• Note concernant le programme FLAM

     PROGRAMME FRANÇAIS LANGUE MATERNELLE (FLAM)

    Intervention de Josette LE COQ, chef du service pédagogique AEFE

      I- DESCRIPTIF ET FONCTIONNEMENT DU PROGRAMME

     Le programme FLAM, créé par le Ministère des affaires étrangères en 2001-2002, s'adresse spécifiquement aux communautés françaises expatriées.

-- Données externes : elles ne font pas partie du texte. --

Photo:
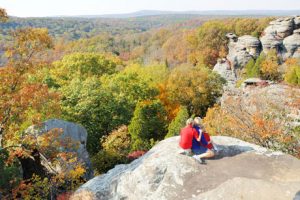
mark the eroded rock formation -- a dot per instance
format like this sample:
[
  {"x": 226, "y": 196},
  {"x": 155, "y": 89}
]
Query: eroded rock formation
[
  {"x": 70, "y": 132},
  {"x": 282, "y": 34},
  {"x": 240, "y": 170}
]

Son objet est d'apporter un soutien à des initiatives extrascolaires visant à favoriser la pratique de la langue française et le contact avec leur culture chez des enfants ressortissants français scolarisés localement dans une autre langue que le français.

     Suite aux recommandations 5 et 6 adoptées par les états généraux de l'enseignement français à l'étranger, il a été décidé que dans le cadre de la réorganisation du ministère des affaires étrangères et européennes et de la création de la direction générale de la mondialisation, le programme FLAM serait désormais géré par l'agence pour l'enseignement français à l'étranger, à laquelle ont été versés les crédits afférents votés par le parlement.

     

    1- Des objectifs fondamentaux confirmés

     L'objectif premier du programme FLAM est de permettre à des enfants français (y compris binationaux) dont les parents sont établis dans un pays étranger non francophone et qui sont scolarisés dans des établissements locaux, de conserver la pratique de la langue française et le contact avec notre culture, en suivant, dans un contexte extrascolaire ou parascolaire, des programmes spécifiques. Le programme peut répondre aussi bien aux besoins de familles binationales dont l'établissement dans un pays donné est souvent de longue durée, qu'à ceux de familles expatriées pour des périodes moins longues qui ne profitent pas pour des raisons diverses de la présence d'établissements d'enseignement français à l'étranger homologués.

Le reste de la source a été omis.